Union is a set theory concept which says that it is a collection of all unique elements of two or more sets. When performed among two tables say by specifying column name, it outputs the collection of all unique values that appear in the common column, of either or both tables. Intersection outputs the values that are appear in both tables. Note that when performed on same inputs, intersection will always be a subset of Union. Minus operation results in values/records, featuring in one table but not featuring in the other - i.e. A-B = A-(Intersection(A,B)).

### Exercise

Execute Union and Intersection operations on 'FILM' column of 'fscore' and 'fscrape' tables to understand the data better as well as understand the operations better.
* 1) Execute the SQL query
* 2) Fetch the output and store it in an array
* 3) Print the first five rows and size of the array to show total number of records in output

In [4]:
fancur = fancon.cursor()

# Modify the code below
fancur.execute("SELECT...UNION...")
unionout = fancur.fetchall()
fancur.execute("...INTERSECT...")
intersectout = fancur.fetchall()
fancur.execute("...EXCEPT...")
exceptout = fancur.fetchall()




In [None]:
# 'MINUS' keyword is not supported in sqlite module at present. 'EXCEPT' keyword can be used as a substitute.
# The EXCEPT query returns the same output as MINUS.

In [7]:
fancur.execute("SELECT FILM FROM fscore UNION SELECT FILM FROM fscrape")
unionout = fancur.fetchall()
fancur.execute("SELECT FILM FROM fscore INTERSECT SELECT FILM FROM fscrape")
intersectout = fancur.fetchall()
fancur.execute("SELECT FILM FROM fscrape EXCEPT SELECT FILM FROM fscore")
exceptout = fancur.fetchall()
print(unionout[:5],intersectout[:5],exceptout[:5])
print("total number of rows in union=%d, total number of rows in intersection=%d, total number of rows in minus=%d"%(len(unionout),len(intersectout),len(exceptout)))
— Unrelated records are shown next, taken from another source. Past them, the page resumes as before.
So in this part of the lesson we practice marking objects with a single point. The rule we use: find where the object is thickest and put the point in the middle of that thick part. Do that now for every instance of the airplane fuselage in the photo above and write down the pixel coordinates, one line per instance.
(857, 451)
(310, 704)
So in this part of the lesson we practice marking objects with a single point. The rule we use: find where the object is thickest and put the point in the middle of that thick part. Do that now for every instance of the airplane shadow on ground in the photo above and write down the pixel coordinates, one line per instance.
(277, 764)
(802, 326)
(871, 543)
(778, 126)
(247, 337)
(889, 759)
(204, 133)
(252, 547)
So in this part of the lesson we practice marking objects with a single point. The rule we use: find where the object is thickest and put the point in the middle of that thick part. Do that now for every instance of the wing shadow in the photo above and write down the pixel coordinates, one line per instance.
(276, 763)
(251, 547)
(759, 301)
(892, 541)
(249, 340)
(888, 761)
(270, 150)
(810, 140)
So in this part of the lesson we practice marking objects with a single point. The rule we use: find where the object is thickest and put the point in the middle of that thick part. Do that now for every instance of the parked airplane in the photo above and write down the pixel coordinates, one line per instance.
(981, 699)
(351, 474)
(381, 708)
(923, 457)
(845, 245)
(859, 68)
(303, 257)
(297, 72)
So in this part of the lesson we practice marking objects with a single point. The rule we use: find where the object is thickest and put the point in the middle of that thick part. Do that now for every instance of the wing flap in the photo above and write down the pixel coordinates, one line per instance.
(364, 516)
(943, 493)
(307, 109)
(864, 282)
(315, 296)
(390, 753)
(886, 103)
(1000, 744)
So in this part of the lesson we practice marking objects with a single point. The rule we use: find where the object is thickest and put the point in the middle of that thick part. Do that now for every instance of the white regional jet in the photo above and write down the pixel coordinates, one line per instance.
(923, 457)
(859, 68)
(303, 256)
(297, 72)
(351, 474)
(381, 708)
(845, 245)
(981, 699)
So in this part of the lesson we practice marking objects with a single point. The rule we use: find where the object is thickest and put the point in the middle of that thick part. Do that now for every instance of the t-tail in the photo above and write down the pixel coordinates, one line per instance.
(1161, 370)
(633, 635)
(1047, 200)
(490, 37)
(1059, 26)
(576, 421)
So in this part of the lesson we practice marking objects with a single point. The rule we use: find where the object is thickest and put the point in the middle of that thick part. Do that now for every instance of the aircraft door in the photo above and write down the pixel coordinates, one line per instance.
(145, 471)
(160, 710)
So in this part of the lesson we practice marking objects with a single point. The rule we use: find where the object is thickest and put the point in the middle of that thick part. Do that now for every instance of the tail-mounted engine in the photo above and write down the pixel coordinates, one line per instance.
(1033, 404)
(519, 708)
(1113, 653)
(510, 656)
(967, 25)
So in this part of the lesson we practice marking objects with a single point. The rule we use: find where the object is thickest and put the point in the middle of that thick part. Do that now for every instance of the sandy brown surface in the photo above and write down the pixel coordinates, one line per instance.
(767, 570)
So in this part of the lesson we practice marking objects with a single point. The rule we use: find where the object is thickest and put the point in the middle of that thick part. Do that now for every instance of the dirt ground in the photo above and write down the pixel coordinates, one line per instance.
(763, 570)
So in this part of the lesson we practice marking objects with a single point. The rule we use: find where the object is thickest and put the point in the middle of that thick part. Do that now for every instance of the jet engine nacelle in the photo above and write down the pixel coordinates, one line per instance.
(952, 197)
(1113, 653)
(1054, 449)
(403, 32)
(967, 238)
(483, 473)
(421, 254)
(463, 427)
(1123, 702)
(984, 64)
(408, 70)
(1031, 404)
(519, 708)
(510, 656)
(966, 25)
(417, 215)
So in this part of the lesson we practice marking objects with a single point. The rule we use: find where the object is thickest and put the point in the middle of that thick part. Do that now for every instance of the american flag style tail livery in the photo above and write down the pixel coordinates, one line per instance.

[(' Like Sunday, Like Rain (2015)',), ("'71 (2015)",), ('1001 Grams (2015)',), ('12 Golden Ducks (2015)',), ('24 Days (2015)',)] [("'71 (2015)",), ('5 Flights Up (2015)',), ('A Little Chaos (2015)',), ('A Most Violent Year (2014)',), ('About Elly (2015)',)] [(' Like Sunday, Like Rain (2015)',), ('1001 Grams (2015)',), ('12 Golden Ducks (2015)',), ('24 Days (2015)',), ('3 1/2 Minutes, Ten Bullets (2015)',)]
total number of rows in union=510, total number of rows in intersection=145, total number of rows in minus=364


In [8]:
ref_tmp_var = False

try:
 test = [(' Like Sunday, Like Rain (2015)',), ("'71 (2015)",), ('1001 Grams (2015)',), ('12 Golden Ducks (2015)',), ('24 Days (2015)',)]
 test2 = [("'71 (2015)",), ('5 Flights Up (2015)',), ('A Little Chaos (2015)',), ('A Most Violent Year (2014)',), ('About Elly (2015)',)]
 test3 = [(' Like Sunday, Like Rain (2015)',), ('1001 Grams (2015)',), ('12 Golden Ducks (2015)',), ('24 Days (2015)',), ('3 1/2 Minutes, Ten Bullets (2015)',)]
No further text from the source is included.